Crescendo la bambina si rende conto che la vita è una questione complicata, niente è scontato e l’impatto con la realtà può essere violento, per niente rassicurante. Il suo desiderio segreto è quello di diventare una scrittrice famosa, ma lei ha già un papà molto conosciuto e riflette che è quasi impossibile che due persone della stessa famiglia diventino famose. Poi ha letto che molti grandi personaggi del passato avevano avuto un’infanzia infelice e questo non è il caso suo. Ha una famiglia che la protegge e che l’ama, ma ovunque nei Paesi che attraversano stanno accadendo cose terribili e Anna lo percepisce e ne soffre. Sente di essere innocente testimone di un’immane tragedia e se anche la sua avventurosa odissea ha poi un lieto fine, non dimentica che ci sono uomini che «urlano la morte», ma accanto loro tanti altri che dinanzi al mistero impenetrabile della vita rimangono fedeli ai valori indiscussi dell’umanità.

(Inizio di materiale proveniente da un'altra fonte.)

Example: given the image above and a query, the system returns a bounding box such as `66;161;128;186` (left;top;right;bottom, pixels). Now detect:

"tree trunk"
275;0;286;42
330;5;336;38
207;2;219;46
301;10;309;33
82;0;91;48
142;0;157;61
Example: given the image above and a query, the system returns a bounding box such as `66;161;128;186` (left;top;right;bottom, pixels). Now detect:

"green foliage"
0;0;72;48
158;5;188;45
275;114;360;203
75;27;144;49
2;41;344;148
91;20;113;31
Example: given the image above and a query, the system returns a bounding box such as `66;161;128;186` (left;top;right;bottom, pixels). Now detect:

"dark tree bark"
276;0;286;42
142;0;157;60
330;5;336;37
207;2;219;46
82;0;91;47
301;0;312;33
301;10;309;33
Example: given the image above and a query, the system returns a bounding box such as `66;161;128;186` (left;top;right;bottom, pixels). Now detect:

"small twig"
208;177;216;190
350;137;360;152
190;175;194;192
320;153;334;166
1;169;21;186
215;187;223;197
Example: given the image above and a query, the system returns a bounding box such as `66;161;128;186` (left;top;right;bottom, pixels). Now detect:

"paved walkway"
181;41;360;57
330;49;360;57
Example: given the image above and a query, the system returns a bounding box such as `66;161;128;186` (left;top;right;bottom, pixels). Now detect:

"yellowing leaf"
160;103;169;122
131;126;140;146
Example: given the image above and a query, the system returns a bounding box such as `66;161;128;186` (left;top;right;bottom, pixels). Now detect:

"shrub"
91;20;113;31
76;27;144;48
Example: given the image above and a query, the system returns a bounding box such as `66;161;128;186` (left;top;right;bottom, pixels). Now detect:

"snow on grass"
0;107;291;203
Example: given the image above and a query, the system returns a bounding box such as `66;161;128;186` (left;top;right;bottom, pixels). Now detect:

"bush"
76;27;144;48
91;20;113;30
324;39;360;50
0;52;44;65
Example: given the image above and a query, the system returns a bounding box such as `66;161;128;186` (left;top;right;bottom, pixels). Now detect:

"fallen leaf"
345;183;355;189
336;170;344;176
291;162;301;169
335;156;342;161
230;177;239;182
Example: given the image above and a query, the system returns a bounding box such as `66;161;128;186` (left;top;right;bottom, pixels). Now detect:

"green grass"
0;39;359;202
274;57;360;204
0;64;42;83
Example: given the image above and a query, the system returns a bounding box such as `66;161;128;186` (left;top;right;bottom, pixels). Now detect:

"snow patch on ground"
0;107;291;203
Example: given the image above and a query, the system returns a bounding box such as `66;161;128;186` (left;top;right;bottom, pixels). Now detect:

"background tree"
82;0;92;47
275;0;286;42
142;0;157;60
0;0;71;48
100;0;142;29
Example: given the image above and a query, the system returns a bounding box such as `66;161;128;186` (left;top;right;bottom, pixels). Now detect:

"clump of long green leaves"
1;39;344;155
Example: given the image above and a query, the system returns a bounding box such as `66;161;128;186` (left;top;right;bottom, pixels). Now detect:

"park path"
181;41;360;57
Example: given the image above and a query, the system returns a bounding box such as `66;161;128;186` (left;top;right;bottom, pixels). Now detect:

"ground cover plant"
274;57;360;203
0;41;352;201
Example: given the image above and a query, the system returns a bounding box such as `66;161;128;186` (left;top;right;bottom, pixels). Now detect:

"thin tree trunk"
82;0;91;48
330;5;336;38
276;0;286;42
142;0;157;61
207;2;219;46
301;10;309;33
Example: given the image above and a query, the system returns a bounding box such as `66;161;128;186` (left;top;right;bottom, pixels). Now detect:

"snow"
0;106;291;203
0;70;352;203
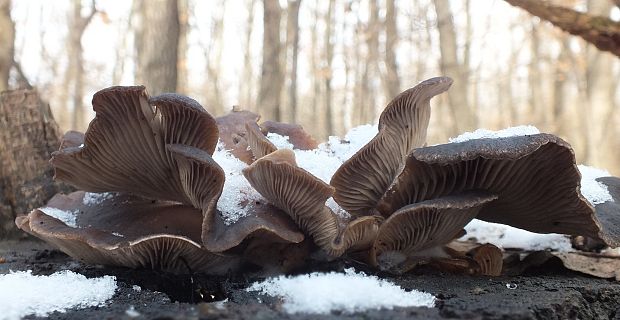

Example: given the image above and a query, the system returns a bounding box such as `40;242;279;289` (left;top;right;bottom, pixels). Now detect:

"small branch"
505;0;620;57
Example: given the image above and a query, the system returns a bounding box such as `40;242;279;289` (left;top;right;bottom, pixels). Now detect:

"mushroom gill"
370;192;497;269
378;134;612;244
243;149;378;256
330;77;452;216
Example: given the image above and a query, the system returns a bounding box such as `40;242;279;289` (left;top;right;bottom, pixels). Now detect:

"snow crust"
577;164;614;205
459;219;572;252
449;126;540;143
213;142;266;225
0;270;117;320
39;207;77;228
246;268;435;314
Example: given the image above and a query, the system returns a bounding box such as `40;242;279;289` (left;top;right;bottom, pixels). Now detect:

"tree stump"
0;90;68;239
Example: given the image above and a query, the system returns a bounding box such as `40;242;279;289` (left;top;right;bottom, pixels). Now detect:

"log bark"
0;90;68;239
506;0;620;57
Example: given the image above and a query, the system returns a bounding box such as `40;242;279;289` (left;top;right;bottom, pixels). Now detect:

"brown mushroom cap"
330;77;452;215
245;122;278;159
370;192;497;265
260;120;319;150
51;87;218;204
215;108;260;164
378;134;600;242
594;177;620;247
243;149;378;256
16;191;240;274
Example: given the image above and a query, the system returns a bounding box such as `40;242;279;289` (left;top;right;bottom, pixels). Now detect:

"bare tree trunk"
433;0;477;135
239;0;256;109
0;90;68;239
0;0;15;92
280;0;301;122
176;0;191;94
384;0;400;100
322;0;336;136
258;0;283;121
135;0;180;95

Un altro libro ispirato a fatti realmente avvenuti è Tana libera tutti – Il bambino che tornò da Auschwitz di Walter Veltroni (Feltrinelli UP, 155 pagine, 13 euro) che racconta la storia di Sami Modiano, l’unico della sua famiglia a tornare dal terribile campo di concentramento. Un sopravissuto al capillare, spietato sterminio di milioni di ebrei. Sami si chiede perché proprio lui è stato risparmiato. Una risposta impossibile da dare, ma alla fine sarà chiara come un cielo sereno, un imperativo categorico: «sono sopravvissuto per testimoniare».

Nato nel 1930 nell’isola di Rodi che all’epoca era una colonia italiana, Sami passa un’infanzia felice nella splendida isola del mar Egeo che veniva chiamata la “città delle rose” per l’aria sempre profumata. «Sembrava che tutti ci volessimo bene, che ogni casa fosse aperta per ospitare chiunque». A otto anni parla già quattro lingue, il ladino, lo spagnolo, il greco e l’italiano. Ma quando Mussolini approva nel 1938 le leggi razziali, quando il regime divulga il famigerato “Manifesto della Razza”, il suo maestro da un giorno all’altro lo caccia da scuola. «Il bambino con i calzoni corti, bravo a scuola, che veniva espulso davanti a tutti come un cane rognoso». Samuel non capisce, ha paura, si sente emarginato, all’improvviso è diventato “un rifiuto”. La situazione di giorno in giorno diventa sempre più difficile, la sua adolescenza «cominciava a essere coperta da ombre pesanti». Nell’estate del 1944 i nazisti arrivano a Rodi, è l’inizio della tragedia; «non sanno parlare, sanno solo gridare» e portano via tutti gli ebrei rimasti. 

Raccontare la storia, ciò che realmente accadde negli aspetti più crudeli, mostruosi è estremamente difficile, viene voglia di chiudere gli occhi e pensare ad altro, ma occorre farlo ovunque nelle piazze, in famiglia, nelle scuola. Intere famiglie con donne, bambini, anziani furono deportati nei campi di concentramento dai tedeschi e pochi fecero ritorno. La testimonianza di Sami invita a ricordare che il giorno della memoria è sempre attuale, non va mai dimenticato. Più che mai in questo periodo contraddittorio e complesso per l’attualità dell’antisemitismo, nascosto, velato, strisciante; pronto a rigenerarsi come un fungo malefico dall’ignoranza e dalla barbarie.